Zum Geburtstag gab’s ein auffälliges Geschenk.
Rechtzeitig zum zehnjährigen Bestehen des Brauerei-Gasthauses Lohhof wurde ein Wintergarten an die Frontseite des Lokals angebaut. Der gläserne Vorbau wertet nicht nur die Optik erheblich auf, er verdoppelt mit 70 Sitzplätzen auch nahezu die Kapazitäten des Wirtshauses mit bisher 90 Plätzen.

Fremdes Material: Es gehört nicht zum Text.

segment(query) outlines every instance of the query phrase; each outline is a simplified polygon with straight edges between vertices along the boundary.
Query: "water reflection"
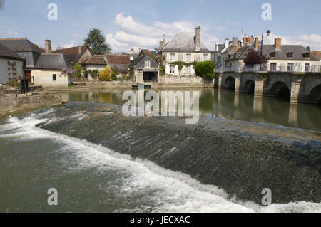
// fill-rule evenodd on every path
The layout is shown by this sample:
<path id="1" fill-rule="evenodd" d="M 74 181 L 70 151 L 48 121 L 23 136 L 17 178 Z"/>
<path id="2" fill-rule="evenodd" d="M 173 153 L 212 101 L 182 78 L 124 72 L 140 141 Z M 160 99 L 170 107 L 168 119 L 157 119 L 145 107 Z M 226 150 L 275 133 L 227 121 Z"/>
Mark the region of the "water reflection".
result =
<path id="1" fill-rule="evenodd" d="M 88 101 L 123 105 L 123 92 L 113 88 L 70 91 L 62 94 L 70 101 Z M 276 124 L 321 132 L 321 108 L 315 105 L 293 104 L 270 97 L 213 88 L 158 89 L 161 91 L 197 90 L 200 93 L 200 114 L 242 121 Z M 148 90 L 146 90 L 147 92 Z M 136 91 L 137 92 L 137 91 Z"/>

Damit hat pünktlich zum Jubiläum die zehnjährige Rundumerneuerung des Traditionshauses einen vorläufigen Abschluss gefunden. Seit der einstige Bahnwirt vor zehn Jahren zum Flaggschiff der Haimhausener Schlossbrauerei erkoren wurde, wurde die Gaststube erneuert, die Fremdenzimmer modernisiert, ein eigener Hotelkomplex dazu gebaut, ein Biergarten erschlossen – und eben jetzt der Wintergarten angebaut.
Kuriose Ironie der Geschichte: Während dieses Vorzeigehaus der Brauerei zehn Jahre ungetrübt floriert, hat fast auf den Tag genau zehn Jahre nach dem Startsignal die „Mutter“ geschlossen, die Brauerei Haimhausen wurde nach über 400 Jahren zugesperrt. Zum Start in die nächste Dekade wird im Brauerei-Gasthaus Lohhof jetzt Weihenstephaner Bier aus Freising ausgeschenkt.

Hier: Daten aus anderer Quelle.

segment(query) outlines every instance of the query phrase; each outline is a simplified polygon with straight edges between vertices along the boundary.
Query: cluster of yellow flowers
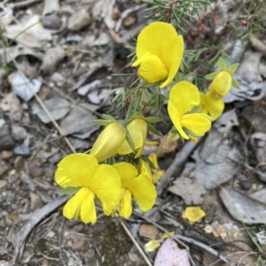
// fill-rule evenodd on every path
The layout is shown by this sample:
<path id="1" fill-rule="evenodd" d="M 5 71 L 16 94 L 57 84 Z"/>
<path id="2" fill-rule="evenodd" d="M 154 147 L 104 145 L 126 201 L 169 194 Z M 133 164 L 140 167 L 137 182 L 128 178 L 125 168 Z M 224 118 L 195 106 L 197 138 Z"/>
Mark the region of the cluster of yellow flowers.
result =
<path id="1" fill-rule="evenodd" d="M 207 94 L 200 93 L 201 111 L 209 114 L 214 120 L 217 119 L 223 113 L 224 97 L 233 86 L 239 87 L 238 81 L 233 77 L 233 73 L 237 71 L 239 64 L 233 64 L 230 67 L 226 66 L 226 63 L 223 58 L 218 61 L 220 71 L 213 72 L 206 76 L 207 80 L 213 80 L 209 91 Z"/>
<path id="2" fill-rule="evenodd" d="M 209 107 L 208 95 L 215 101 L 211 106 L 217 105 L 221 110 L 219 101 L 231 87 L 230 72 L 219 72 L 206 95 L 200 96 L 197 87 L 188 81 L 175 84 L 173 80 L 183 58 L 184 40 L 172 25 L 164 22 L 153 22 L 141 31 L 136 53 L 137 61 L 132 66 L 138 67 L 141 79 L 158 83 L 160 88 L 171 87 L 168 111 L 176 133 L 185 140 L 203 136 L 211 127 L 212 118 L 207 113 L 214 118 L 216 116 Z M 115 120 L 111 116 L 106 116 L 106 120 L 98 120 L 105 129 L 90 153 L 69 155 L 59 163 L 55 180 L 64 188 L 63 193 L 74 194 L 64 207 L 66 218 L 95 223 L 96 199 L 106 216 L 117 213 L 125 218 L 132 213 L 132 197 L 143 211 L 154 205 L 154 184 L 161 171 L 156 158 L 149 160 L 143 152 L 147 131 L 154 129 L 151 123 L 160 118 L 145 118 L 140 109 L 137 110 L 127 120 Z M 152 161 L 156 168 L 153 172 L 149 163 Z"/>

Als Monika und Marcus Haniel von Haimhausen 2010 die Schlossbrauerei im jahrzehntelangen Familienbesitz übernahmen, gehörte zur Strategie, eine der 15 Gaststätten der Brauerei im Großraum München zu einer zentralen Brauerei-Gaststätte auszubauen. Trotz zweier Wirtshäuser am Stammsitz Haimhausen und diverser in der Landeshauptstadt fiel die Wahl auf den Lohhofer Bahnwirt. „Hier war das größte Potenzial“, sagt Marcus Haniel.
Die Gaststätte gehört seit jeher der Brauerei Haimhausen. Daten zur Historie gibt es in den Akten der Brauerei nicht mehr. Ganz sicher ist das Wirtshaus erst nach dem Bau der Bahnlinie 1858 entstanden. Im Unterschleißheimer Stadtarchiv ist hinterlegt, dass der Gemeindeausschuss des Dorfes am 9. Juni 1897 dem Pächter Michael Groß „die Verleihung einer Wirtschaftsconzession mit Bahnrestauration und Fremdenbeherbergung für Lohhof befürwortet“ habe.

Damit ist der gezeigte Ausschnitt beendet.